Kitapta sığınmacılar konusuna da değiniliyor. Afrika’dan kuzeye ciddi bir göç hareketinin başlamasının Avrupalıların uykusunu kaçırdığını, hızlı otomasyona ayak uyduramayan Afrika ülkelerinin kalkınmada geri kalmalarının ve artan nüfuslarına iş bulamamalarının karamsar bir tablo yarattığı kaydediliyor. Almanya’nın ise geçmiş göç dalgalarından önemli dersler çıkardığı ve yeni politikalar yürürlüğe koyduğu belirtilerek, Almanya’nın son Suriyeli göçmenlerin içinden gençleri seçerek bunları ilk iş olarak yoğun Almanca kurslarına aldığı, daha sonra işgücü açığına göre mesleki eğitim verdiği kaydediliyor.
Kitabın son bölümünde, devlet adına konuşanların mümkün mertebe agresif dilden uzak durmaları gerektiği, devletler arası iletişimin kendine özgü bir dili olduğu, bunun da diplomasi olduğu vurgulanıyor.

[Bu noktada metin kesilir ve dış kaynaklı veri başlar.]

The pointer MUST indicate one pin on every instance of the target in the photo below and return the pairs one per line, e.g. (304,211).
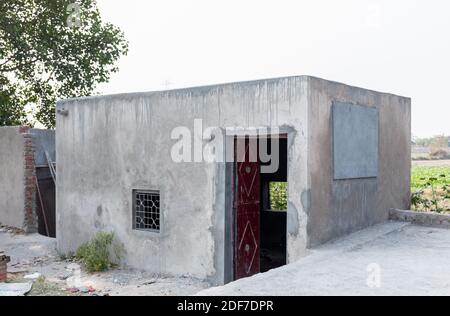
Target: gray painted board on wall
(44,141)
(355,141)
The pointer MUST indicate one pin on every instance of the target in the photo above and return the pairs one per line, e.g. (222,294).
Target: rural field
(430,186)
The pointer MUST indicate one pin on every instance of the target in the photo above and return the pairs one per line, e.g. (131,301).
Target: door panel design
(247,199)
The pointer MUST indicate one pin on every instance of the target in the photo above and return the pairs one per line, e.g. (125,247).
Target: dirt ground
(37,254)
(389,259)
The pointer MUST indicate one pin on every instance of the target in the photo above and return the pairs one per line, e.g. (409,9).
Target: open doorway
(260,204)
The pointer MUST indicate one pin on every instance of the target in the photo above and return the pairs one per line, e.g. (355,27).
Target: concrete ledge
(421,218)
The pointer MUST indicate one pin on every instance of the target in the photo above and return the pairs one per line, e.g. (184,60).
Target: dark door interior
(45,202)
(260,231)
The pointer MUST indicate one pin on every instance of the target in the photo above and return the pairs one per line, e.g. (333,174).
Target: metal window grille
(147,214)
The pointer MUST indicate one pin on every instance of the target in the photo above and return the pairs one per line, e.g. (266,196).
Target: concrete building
(27,191)
(344,151)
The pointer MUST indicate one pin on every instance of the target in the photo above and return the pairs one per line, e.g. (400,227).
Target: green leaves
(432,189)
(43,59)
(278,196)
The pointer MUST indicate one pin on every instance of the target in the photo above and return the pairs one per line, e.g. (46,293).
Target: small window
(146,210)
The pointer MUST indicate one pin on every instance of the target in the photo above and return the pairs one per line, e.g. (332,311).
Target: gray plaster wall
(339,207)
(12,172)
(108,146)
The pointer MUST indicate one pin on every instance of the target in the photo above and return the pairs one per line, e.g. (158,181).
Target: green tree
(50,50)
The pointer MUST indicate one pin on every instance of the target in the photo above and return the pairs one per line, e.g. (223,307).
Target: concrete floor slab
(404,258)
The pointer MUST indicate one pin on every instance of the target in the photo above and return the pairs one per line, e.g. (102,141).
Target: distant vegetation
(278,196)
(433,148)
(430,187)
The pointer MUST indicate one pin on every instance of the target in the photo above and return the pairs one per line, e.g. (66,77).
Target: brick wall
(30,218)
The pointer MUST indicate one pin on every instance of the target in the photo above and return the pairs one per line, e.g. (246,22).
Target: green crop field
(419,173)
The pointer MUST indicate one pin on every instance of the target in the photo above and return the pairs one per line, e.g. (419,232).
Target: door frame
(230,193)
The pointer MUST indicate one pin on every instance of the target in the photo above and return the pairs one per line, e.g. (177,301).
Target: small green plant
(278,196)
(99,253)
(433,195)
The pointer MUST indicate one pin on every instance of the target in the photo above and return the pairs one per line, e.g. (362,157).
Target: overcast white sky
(396,46)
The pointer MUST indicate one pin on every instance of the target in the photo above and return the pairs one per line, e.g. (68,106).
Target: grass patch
(43,288)
(420,174)
(100,253)
(430,187)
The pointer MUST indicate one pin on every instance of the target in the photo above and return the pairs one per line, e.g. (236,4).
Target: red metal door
(247,199)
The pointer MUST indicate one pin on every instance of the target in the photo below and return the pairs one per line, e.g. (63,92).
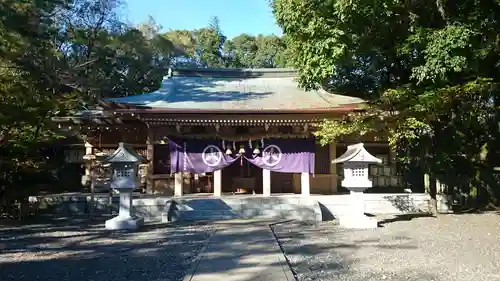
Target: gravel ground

İki değerli diplomasi ustasının, yılların imbiğinden geçmiş, bilge ve derinlik içeren birçok ilginç tespitinin yer aldığı Değerler, Çıkarlar ve Dönüşüm kitabını, uluslararası ilişkiler alanında çalışanlara, diplomatlara, dış politika analistlerine, tarihçilere ve diplomasi öğrencilerine hararetle tavsiye ediyorum.